For myself, until I know someone well, I don't tell them any private details about my life. Some people just end up using it against you when you find out weeks or months down the road that they weren't worth your time and effort and they needed some sort of rumor dynamite.

 

When I talk to people, the first few times I am more of a listener unless I see fit otherwise. For me listening and just answering questions and making comments here and there is best as you get to know the other person or people better. I usually say random things to begin conversation and once it is fluid, the other person is in the spotlight of conversation. Then again, I can take months or years in some cases before I feel entirely comfortable with someone.

 

Being silent type isn't bad until you're comfortable with someone, thats when I see it might cause problems, because being quiet around someone you've known for a good deal of time acting aloof may set them off to think it is their problems causing your silence. It is something that must be taken in gradually. I learned that conversational skills don't boom overnight. I used to be a very quiet individual and not very open, eventually I realized it was harder to work with people in that case.

 

After I became entirely comfortable with speaking to closer friends and not waiting just for their questions it progressed. Finding unsuspecting victims at an event or such which aren't preoccupied and just talk about anything that will allow them to lead.
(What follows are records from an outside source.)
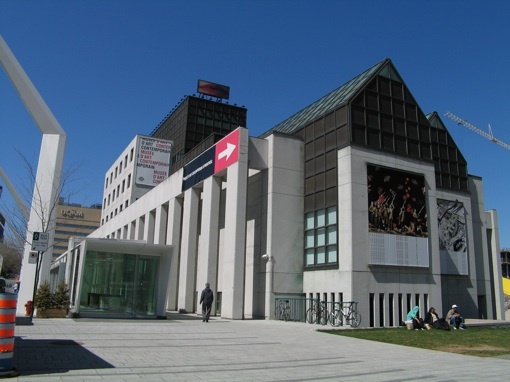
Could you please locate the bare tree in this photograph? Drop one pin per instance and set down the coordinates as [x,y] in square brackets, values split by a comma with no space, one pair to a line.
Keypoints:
[17,222]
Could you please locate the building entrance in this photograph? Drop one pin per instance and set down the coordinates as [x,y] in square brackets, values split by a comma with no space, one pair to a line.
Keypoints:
[119,285]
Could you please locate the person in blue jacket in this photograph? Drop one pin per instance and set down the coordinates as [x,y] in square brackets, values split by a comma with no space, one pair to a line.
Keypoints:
[414,316]
[206,299]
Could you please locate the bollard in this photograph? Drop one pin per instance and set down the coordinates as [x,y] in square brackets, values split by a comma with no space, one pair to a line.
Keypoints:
[8,303]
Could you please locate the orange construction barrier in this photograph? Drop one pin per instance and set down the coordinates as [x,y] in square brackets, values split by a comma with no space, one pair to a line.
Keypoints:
[8,303]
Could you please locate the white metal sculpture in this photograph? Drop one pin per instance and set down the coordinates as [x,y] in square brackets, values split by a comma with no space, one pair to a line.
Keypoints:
[49,171]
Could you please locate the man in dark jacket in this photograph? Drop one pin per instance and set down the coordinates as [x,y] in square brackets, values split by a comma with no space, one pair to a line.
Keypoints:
[206,299]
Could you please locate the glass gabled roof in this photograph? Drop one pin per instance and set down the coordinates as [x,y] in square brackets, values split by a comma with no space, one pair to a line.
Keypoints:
[327,103]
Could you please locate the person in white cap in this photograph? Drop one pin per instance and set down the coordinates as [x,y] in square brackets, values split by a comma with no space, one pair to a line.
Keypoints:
[454,318]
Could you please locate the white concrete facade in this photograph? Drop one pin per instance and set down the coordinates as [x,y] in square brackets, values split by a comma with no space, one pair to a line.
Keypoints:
[222,227]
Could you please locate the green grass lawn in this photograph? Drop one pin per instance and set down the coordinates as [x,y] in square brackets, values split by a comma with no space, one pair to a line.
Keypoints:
[490,341]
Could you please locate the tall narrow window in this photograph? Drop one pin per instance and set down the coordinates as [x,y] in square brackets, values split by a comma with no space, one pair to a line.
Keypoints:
[321,238]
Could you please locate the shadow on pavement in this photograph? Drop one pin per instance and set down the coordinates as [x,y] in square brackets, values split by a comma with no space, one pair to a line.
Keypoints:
[32,357]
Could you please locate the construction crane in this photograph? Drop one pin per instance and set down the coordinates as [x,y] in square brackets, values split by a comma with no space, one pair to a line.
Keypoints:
[488,135]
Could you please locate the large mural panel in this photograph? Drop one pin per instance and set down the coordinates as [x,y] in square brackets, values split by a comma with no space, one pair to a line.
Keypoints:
[451,220]
[398,220]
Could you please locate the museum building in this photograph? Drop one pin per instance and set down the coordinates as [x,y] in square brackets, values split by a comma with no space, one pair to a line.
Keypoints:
[360,196]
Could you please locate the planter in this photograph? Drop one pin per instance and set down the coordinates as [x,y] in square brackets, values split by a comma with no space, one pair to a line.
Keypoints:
[51,313]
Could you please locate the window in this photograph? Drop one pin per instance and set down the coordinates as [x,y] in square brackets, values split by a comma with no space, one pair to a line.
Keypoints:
[321,237]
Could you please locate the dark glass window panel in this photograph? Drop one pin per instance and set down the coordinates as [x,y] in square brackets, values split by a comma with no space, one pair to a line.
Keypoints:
[309,136]
[400,145]
[320,164]
[445,181]
[359,100]
[398,108]
[319,127]
[438,180]
[320,182]
[309,203]
[386,123]
[329,122]
[424,133]
[331,197]
[414,148]
[309,151]
[384,86]
[445,166]
[319,145]
[331,178]
[454,169]
[463,184]
[309,185]
[425,151]
[412,130]
[387,142]
[371,100]
[309,168]
[400,127]
[452,153]
[330,159]
[373,138]
[331,141]
[443,152]
[358,134]
[385,105]
[342,136]
[411,112]
[396,90]
[372,120]
[442,137]
[319,199]
[341,116]
[358,115]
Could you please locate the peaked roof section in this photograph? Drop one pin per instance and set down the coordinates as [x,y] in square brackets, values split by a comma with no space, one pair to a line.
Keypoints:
[436,122]
[334,99]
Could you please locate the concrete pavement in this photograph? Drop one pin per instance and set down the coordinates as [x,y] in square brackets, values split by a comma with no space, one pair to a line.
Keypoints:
[183,348]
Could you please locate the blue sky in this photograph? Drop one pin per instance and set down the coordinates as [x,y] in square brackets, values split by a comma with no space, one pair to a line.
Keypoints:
[109,70]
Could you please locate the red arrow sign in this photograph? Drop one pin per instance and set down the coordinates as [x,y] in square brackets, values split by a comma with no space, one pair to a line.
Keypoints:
[227,151]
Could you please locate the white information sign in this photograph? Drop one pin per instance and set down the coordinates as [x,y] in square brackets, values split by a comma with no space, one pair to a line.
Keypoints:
[40,241]
[32,257]
[152,161]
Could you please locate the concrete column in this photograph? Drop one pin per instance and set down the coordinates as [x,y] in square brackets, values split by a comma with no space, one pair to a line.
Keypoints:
[188,250]
[173,238]
[207,267]
[235,234]
[160,225]
[148,229]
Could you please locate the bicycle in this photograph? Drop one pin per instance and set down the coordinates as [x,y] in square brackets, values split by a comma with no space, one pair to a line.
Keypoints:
[317,313]
[284,310]
[352,316]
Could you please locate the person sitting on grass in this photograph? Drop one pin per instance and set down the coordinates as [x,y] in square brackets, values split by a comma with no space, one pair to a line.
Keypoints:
[454,318]
[432,318]
[414,316]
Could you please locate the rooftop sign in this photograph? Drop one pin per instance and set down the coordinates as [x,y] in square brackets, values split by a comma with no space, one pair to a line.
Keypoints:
[212,89]
[218,157]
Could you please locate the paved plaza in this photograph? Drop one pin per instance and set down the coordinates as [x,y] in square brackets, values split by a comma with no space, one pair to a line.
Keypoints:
[183,348]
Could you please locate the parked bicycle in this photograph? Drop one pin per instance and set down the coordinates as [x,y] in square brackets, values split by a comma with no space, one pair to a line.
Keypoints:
[347,311]
[284,310]
[317,313]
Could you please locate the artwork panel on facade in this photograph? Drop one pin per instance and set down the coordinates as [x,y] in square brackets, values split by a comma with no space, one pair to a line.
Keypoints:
[451,220]
[397,212]
[396,202]
[152,161]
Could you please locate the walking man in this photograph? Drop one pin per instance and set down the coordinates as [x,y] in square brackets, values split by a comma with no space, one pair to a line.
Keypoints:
[206,299]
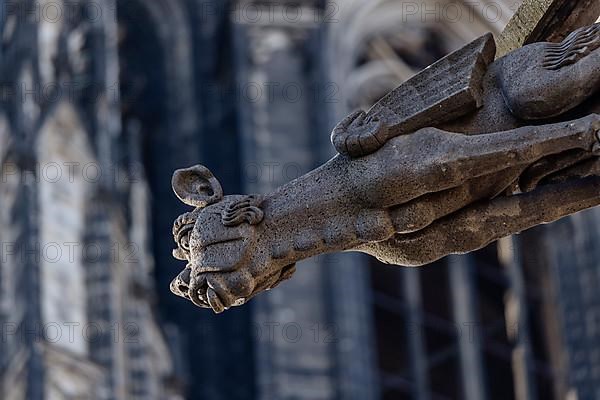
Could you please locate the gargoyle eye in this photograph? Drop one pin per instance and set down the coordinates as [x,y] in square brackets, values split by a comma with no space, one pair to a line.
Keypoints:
[183,237]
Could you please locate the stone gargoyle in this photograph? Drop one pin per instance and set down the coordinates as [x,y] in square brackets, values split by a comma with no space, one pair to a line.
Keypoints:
[466,152]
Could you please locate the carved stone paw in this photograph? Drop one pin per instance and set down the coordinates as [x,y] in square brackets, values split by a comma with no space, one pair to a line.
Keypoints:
[223,290]
[358,136]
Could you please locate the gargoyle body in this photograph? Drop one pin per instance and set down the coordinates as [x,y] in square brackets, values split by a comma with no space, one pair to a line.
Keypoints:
[466,152]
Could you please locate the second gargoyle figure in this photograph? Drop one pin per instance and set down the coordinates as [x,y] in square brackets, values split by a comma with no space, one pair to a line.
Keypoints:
[468,151]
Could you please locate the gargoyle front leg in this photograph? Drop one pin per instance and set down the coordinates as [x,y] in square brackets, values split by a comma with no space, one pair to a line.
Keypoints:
[480,224]
[431,160]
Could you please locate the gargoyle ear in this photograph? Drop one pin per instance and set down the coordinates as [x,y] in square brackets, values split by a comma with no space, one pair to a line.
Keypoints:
[197,186]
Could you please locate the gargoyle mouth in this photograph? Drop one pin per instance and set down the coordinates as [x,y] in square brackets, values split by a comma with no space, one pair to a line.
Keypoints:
[223,290]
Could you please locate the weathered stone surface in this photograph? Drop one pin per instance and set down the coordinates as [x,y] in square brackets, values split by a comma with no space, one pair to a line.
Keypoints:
[541,20]
[409,197]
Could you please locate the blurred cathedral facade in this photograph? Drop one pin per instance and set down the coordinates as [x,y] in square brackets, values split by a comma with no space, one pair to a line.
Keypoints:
[102,99]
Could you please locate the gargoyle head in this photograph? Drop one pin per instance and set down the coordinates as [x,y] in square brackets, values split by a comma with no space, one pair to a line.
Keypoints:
[223,242]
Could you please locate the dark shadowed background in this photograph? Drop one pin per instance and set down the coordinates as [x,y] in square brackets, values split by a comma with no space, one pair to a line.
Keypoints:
[101,100]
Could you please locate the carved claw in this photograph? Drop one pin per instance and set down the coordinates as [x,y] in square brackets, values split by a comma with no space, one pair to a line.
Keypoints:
[358,136]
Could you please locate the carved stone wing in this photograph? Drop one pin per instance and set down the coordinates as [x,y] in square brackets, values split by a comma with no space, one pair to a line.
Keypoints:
[448,89]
In these sort of conversations and situations, you don't really have to give out excess personal information really so it works out fine. Depending on how you attempt to open up more it may come easily to be talkative or it may be a long time with select topics for conversation. Everyone is different, and you will be you. Don't talk about anything you're uncomfortable with.

 

Depending on the individual, I've had productive conversations begin by reviewing the days news, weather, cooking, hobbies, music, and dance even. Not all people take in random conversation though I've learned. Not matter where you are, there will be individuals you come accross trying to speak with and they flat out ignore you. Don't become discouraged if anything like that occurs. Just move right along, you'll hit the gold mine in short order.